Only 4 percent of counties in the West are seeing a “a surge of energy-related jobs,” the study found, and just 2.8 percent of total personal income in the five big energy-producing states (Colorado, Montana, New Mexico, Utah, and Wyoming) comes from the sector that includes oil, gas, and mining.
On the other hand, a separate study released in January by the American Solar Energy Society and Management Information Services underscores the increasing vitality and importance of the green jobs sector both nationally and in Colorado. The renewable energy and energy-efficiency fields “comprise some of the most rapidly growing industries in the world,” concluded the report, employing more than 9 million people in the United States as of 2007 and with the potential under a “crash effort” to employ 37 million by 2030.
In Colorado, according to the study, the renewable energy and energy-efficiency fields had generated some 91,000 jobs by 2007—more than 3 percent of state employment—and gross revenues of more than $10 billion. That’s about 20,000 more Colorado jobs than existed in the state’s oil and gas industry as of 2007, according to a Colorado School of Mines report, though less than half of the conventional energy industry’s overall economic output.
This job increase is due in part to the fact that Colorado has accelerated its renewable energy efforts in recent years, and the study may not even be telling the whole truth. It does not, for example, reflect several large developments by companies such as Vestas, a Danish manufacturer of wind turbines, that have created several thousand more jobs.
Even more clean-energy jobs for the state lie ahead. The green jobs report by the American Solar Energy Society—which was funded by the state, Xcel Energy, and other partners—concludes that by 2030 Colorado could have more than 600,000 jobs in renewable energy and energy efficiency, and the sector could have nearly $62 billion in revenue.
The series of reports by Headwaters Economics also found that economic progress in the West—the nation’s fastest growing and most urbanized region—during the last three decades of the 20th century was driven primarily by service and professional industries and by investment or nonlabor income. During that period 86 percent of net growth in personal income was in service-based jobs and nonlabor income. By contrast, energy development, mining, timber, and agriculture were responsible for less than 1 percent of income growth. This reflects the diversification of the West’s economy and the region’s strong shift away from jobs tied to resource extraction.

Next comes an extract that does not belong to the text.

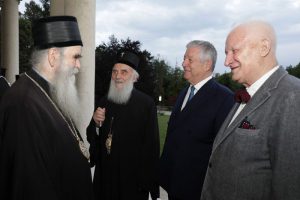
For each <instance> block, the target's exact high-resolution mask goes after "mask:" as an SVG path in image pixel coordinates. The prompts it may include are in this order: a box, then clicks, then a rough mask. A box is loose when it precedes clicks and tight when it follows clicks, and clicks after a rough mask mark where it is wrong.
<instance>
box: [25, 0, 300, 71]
mask: <svg viewBox="0 0 300 200" xmlns="http://www.w3.org/2000/svg"><path fill="white" fill-rule="evenodd" d="M25 2H29V0H23V1H22V2H21V4H20V6H19V8H20V11H21V12H22V9H24V8H23V5H24V3H25ZM36 2H39V1H38V0H36ZM251 19H255V20H256V19H258V20H266V21H268V22H270V23H271V24H273V26H274V28H275V31H276V32H277V37H278V45H277V57H278V61H279V63H280V64H281V65H283V66H288V65H293V66H295V65H297V64H298V63H299V62H300V0H264V1H262V0H251V1H250V0H247V1H246V0H96V46H98V45H99V44H101V43H102V42H108V40H109V39H108V38H109V36H111V35H112V34H113V35H115V36H116V37H117V38H118V39H126V38H128V37H129V38H130V39H131V40H138V41H140V42H141V43H142V46H141V49H142V50H144V49H146V50H148V51H149V52H150V53H151V54H152V55H154V56H156V57H157V56H160V58H163V59H164V60H166V61H167V62H168V64H169V65H171V66H175V65H176V63H177V65H178V66H181V63H182V58H183V54H184V52H185V45H186V44H187V43H188V42H189V41H191V40H208V41H210V42H211V43H212V44H214V45H215V47H216V49H217V51H218V61H217V65H216V69H215V72H219V73H224V72H225V71H226V72H229V69H228V68H226V67H224V64H223V63H224V59H225V54H224V45H225V39H226V36H227V34H228V32H229V31H230V30H231V28H232V27H233V26H234V25H235V24H237V23H240V22H242V21H246V20H251Z"/></svg>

With a far larger and more diverse regional economy than existed during past energy booms, western counties that have focused on oil and gas development in recent years have actually underperformed counties that have not stressed energy development. Between 1990 to 2005, according to Headwaters Economics, so-called “energy-focusing” counties saw real personal income grow at 2.3 percent per year, compared to 2.9 percent in other counties.

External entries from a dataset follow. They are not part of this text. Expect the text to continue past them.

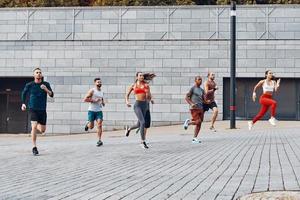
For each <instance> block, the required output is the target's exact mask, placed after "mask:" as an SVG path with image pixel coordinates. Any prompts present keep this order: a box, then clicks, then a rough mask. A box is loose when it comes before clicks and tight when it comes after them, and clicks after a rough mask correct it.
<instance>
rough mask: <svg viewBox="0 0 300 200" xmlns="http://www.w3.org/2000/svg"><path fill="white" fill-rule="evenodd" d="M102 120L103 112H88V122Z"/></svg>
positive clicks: (99, 111)
mask: <svg viewBox="0 0 300 200" xmlns="http://www.w3.org/2000/svg"><path fill="white" fill-rule="evenodd" d="M98 119H99V120H101V121H102V120H103V112H102V111H98V112H94V111H90V110H89V112H88V121H89V122H93V121H95V120H98Z"/></svg>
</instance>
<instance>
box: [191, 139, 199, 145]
mask: <svg viewBox="0 0 300 200" xmlns="http://www.w3.org/2000/svg"><path fill="white" fill-rule="evenodd" d="M192 143H193V144H199V143H201V141H200V140H198V139H197V138H193V140H192Z"/></svg>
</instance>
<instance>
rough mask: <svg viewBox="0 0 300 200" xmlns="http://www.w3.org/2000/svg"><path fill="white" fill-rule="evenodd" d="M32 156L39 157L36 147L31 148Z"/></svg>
mask: <svg viewBox="0 0 300 200" xmlns="http://www.w3.org/2000/svg"><path fill="white" fill-rule="evenodd" d="M32 154H33V155H34V156H37V155H39V151H38V150H37V148H36V147H33V148H32Z"/></svg>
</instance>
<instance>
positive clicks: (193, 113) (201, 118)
mask: <svg viewBox="0 0 300 200" xmlns="http://www.w3.org/2000/svg"><path fill="white" fill-rule="evenodd" d="M190 111H191V116H192V121H196V122H197V121H200V122H202V121H203V117H204V111H203V109H199V108H196V109H191V110H190Z"/></svg>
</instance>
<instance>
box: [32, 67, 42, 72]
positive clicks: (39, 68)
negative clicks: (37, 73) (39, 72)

In a case study of two energy-heavy counties in western Colorado, Headwaters Economics did find some positive effects: “new economic opportunities, reduced unemployment… rapid in-migrations, and raised wages for many workers.”
But the energy boom also comes with a price. “Fast growth has exacerbated inflation, housing, and commuting pressures; contributed to a growing wage and wealth gap; and made it more difficult for other industries to thrive.”
Some of those problems may be avoided as the renewable and energy-efficiency sectors grow because they will ramp up more gradually and the growth won’t be so geographically concentrated.
While conventional energy development will no doubt be a part of the western landscape for some time, it increasingly looks like the future belongs to wind, solar, and other renewables.
Tom Kenworthy is a Senior Fellow at the Center for American Progress.